The decision by U.S. District Judge Daniel Jordan III is the latest in a string of rulings striking down similar laws elsewhere in the country against the women's health provider.
Jordan's two page order noted a ruling from the 5th U.S. District Court of Appeals that rejected a similar law in Louisiana, saying "essentially every court to consider similar laws has found that they violate" federal law.
Medicaid is a health insurance program for the poor run jointly by the federal government and individual states.
Planned Parenthood said in its complaint that the law, which went into effect in July, unconstitutionally limited patients' rights to choose the healthcare provider of their choice and would have stopped it from serving low-income patients.
"Yet another court has said it is unacceptable for politicians to dictate where women can go for their health care," Planned Parenthood Federation of America President Cecile Richards said in a statement. "Planned Parenthood will fight for our patients at every turn."

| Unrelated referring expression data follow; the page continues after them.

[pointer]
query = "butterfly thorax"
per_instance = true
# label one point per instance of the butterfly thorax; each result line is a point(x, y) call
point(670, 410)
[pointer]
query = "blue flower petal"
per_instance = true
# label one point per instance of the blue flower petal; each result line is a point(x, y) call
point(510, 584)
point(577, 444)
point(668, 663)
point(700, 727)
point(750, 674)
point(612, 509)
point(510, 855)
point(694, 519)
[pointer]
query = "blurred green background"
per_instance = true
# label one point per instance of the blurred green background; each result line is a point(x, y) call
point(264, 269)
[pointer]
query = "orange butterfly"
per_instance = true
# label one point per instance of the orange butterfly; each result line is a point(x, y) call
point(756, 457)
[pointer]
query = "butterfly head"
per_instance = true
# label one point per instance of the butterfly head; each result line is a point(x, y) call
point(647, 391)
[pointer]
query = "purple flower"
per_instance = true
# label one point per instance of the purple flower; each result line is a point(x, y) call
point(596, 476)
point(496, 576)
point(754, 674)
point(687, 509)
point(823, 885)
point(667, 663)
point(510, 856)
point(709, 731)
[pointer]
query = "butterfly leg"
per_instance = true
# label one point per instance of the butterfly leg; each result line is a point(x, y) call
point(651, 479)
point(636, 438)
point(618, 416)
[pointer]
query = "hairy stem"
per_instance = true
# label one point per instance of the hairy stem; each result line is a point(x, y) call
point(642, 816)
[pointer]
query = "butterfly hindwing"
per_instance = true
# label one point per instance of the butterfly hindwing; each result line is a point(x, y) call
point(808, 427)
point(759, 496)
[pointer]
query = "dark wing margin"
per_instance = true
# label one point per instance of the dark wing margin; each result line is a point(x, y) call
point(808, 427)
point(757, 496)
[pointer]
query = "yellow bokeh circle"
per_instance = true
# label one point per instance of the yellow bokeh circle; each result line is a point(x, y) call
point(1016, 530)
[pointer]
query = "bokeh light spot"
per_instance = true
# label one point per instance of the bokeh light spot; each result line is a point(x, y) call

Mississippi's Republican Governor, Phil Bryant, expressed disappointment with the ruling, saying in a statement on Facebook: "I believe the law was the right thing to do and I will continue to stand with the legislature and people of Mississippi who do not want their hard-earned money going to the largest abortion provider in the nation."

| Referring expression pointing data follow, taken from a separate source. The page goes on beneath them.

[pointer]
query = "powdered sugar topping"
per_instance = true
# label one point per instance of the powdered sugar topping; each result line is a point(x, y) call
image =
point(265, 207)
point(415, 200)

Mississippi was among many states adopting new abortion laws as conservatives have sought to chip away at the U.S. Supreme Court's landmark 1973 Roe v. Wade decision legalizing abortion.
In August, a federal judge prevented Ohio from cutting federal taxpayer funding from 28 Planned Parenthood clinics in the state, setting back the governor's hopes of stopping the women's health services group from providing abortions.